They say there’s no free lunch, but in the Thrift Savings Plan there is a free lunch, and it’s called the G Fund. Will the government get rid of this free lunch?
The G Fund Free Lunch
What is this free lunch? You can read about it on this page in the Fees & More Info section:
The G Fund Yield Advantage—The G Fund rate calculation results in a long-term rate being earned on short-term securities. Because long-term interest rates are generally higher than short-term rates, G Fund securities usually earn a higher rate of return than do short-term marketable Treasury securities.
The government is paying you a higher interest rate than it should. That is the G Fund free lunch.
Why is the Free Lunch at Risk?
The government periodically considers getting rid of it. For example, you can read about it in this article, which is discussing the President’s FY19 budget plan/request. Here’s the relevant portion:
The plan also proposes reducing the statutorily mandated rate of return for the government securities (G) fund to be based on either the three-month or four-week Treasury bill, at a projected savings of $8.9 billion over 10 years.

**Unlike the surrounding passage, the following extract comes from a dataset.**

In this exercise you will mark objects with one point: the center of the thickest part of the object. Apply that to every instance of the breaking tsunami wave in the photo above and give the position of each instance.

“G Fund investors benefit from receiving a medium-term Treasury Bond rate of return on what is essentially a short-term security,” the White House wrote. “The budget would instead base the G-fund yield on a short-term T-bill rate.”
TSP spokeswoman Kim Weaver said changing the G Fund’s yield, which is currently 2.75 percent annually, would have a disastrous effect on participants’ ability to save for retirement. If Congress changed the G Fund to track the three-month Treasury bill, the yield would decrease to 1.46 percent, and for the four-week bill it would drop to 1.43 percent.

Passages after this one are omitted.